Bloodletting veterinary practice. The venesection procedure (Bloodletting) had largely fallen out of favor in human medicine by the late 19th century, but it persisted longer in veterinary practice, particularly in rural and agricultural settings. Horses—essential for transport, agriculture, and military use—and cattle were frequently subjected to venesection as part of humoral and empirical therapeutic traditions. Persistence of veterinary bloodletting was decreasing to the beginning of the 20th century, however could still practiced in rural Europe into the 1910s–1920s. After the 1920s–1930s, advances in veterinary physiology and pathology led to the rapid decline of bloodletting as a standard therapeutic intervention. Fleams of this type therefore represent the final phase of practical veterinary bloodletting instruments before their obsolescence. Fleams such as this one represent the final generation of actively used veterinary bloodletting instruments, before their transition into obsolescence and eventual collection as historical artifacts.

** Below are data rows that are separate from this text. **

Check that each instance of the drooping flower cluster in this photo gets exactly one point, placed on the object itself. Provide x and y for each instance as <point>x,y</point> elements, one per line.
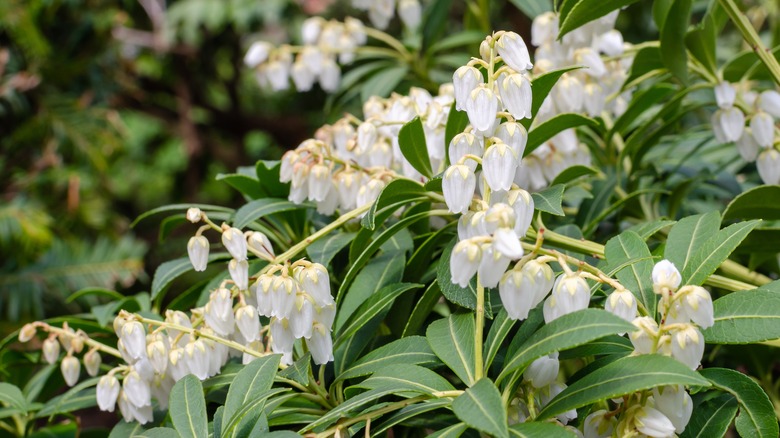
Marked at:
<point>759,140</point>
<point>326,44</point>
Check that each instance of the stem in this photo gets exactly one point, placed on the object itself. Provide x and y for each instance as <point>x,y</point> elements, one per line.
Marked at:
<point>751,37</point>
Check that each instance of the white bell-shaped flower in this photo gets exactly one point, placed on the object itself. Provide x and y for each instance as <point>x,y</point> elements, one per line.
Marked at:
<point>665,275</point>
<point>458,186</point>
<point>248,322</point>
<point>762,126</point>
<point>481,107</point>
<point>71,368</point>
<point>768,165</point>
<point>688,346</point>
<point>235,242</point>
<point>543,371</point>
<point>514,52</point>
<point>51,350</point>
<point>499,166</point>
<point>725,94</point>
<point>198,251</point>
<point>769,101</point>
<point>464,81</point>
<point>516,95</point>
<point>464,262</point>
<point>621,303</point>
<point>653,423</point>
<point>107,392</point>
<point>728,124</point>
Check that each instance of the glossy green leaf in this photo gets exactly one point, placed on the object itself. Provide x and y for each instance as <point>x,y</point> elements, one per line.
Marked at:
<point>411,140</point>
<point>624,376</point>
<point>549,200</point>
<point>756,414</point>
<point>629,253</point>
<point>413,350</point>
<point>565,332</point>
<point>746,317</point>
<point>188,408</point>
<point>259,208</point>
<point>712,417</point>
<point>452,339</point>
<point>481,408</point>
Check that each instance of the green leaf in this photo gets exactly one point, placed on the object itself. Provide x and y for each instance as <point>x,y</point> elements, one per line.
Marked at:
<point>452,339</point>
<point>259,208</point>
<point>323,250</point>
<point>746,317</point>
<point>188,407</point>
<point>565,332</point>
<point>752,204</point>
<point>533,8</point>
<point>628,252</point>
<point>715,251</point>
<point>537,429</point>
<point>756,413</point>
<point>688,235</point>
<point>712,417</point>
<point>549,200</point>
<point>481,408</point>
<point>624,376</point>
<point>251,383</point>
<point>547,129</point>
<point>585,11</point>
<point>411,140</point>
<point>413,350</point>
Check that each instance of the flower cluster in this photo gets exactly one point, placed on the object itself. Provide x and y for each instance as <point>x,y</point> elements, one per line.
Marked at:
<point>326,44</point>
<point>758,141</point>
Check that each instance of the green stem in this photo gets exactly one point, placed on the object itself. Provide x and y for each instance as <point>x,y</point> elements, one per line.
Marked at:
<point>751,37</point>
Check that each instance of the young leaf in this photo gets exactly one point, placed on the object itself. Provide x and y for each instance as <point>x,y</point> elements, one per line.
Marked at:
<point>746,317</point>
<point>624,376</point>
<point>756,414</point>
<point>565,332</point>
<point>452,339</point>
<point>481,408</point>
<point>188,408</point>
<point>411,139</point>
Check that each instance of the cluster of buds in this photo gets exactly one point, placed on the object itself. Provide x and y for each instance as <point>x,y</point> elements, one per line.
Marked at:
<point>759,140</point>
<point>326,44</point>
<point>380,12</point>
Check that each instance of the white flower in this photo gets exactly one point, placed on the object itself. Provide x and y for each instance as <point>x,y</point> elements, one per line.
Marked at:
<point>768,165</point>
<point>464,262</point>
<point>665,275</point>
<point>516,95</point>
<point>514,52</point>
<point>464,81</point>
<point>763,128</point>
<point>71,368</point>
<point>653,423</point>
<point>458,186</point>
<point>543,371</point>
<point>481,107</point>
<point>107,392</point>
<point>725,94</point>
<point>235,242</point>
<point>51,350</point>
<point>688,346</point>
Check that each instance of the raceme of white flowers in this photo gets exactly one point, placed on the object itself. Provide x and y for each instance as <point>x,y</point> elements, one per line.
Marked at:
<point>755,133</point>
<point>326,44</point>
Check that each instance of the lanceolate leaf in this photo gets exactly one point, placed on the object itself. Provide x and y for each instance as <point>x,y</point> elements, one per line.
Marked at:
<point>481,408</point>
<point>624,376</point>
<point>565,332</point>
<point>188,408</point>
<point>747,316</point>
<point>756,414</point>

Thus, based on the presence of aluminium decorative scales (not before 1890), the registered decorative design “Déposé” and the commercial quality marking (common in the late 19th through early 20th century), Art Nouveau floral and pastoral design of scales typical for pre-War period, and the persistence of bloodletting in veterinary practice till early 20th century this fleam can be dated with high probability to circa 1890–1915.
Condition report
Condition Grade 1 (Mild), slight wear traces.
Provenance
Acquired from Swiss antique knife store in 2026 via eBay.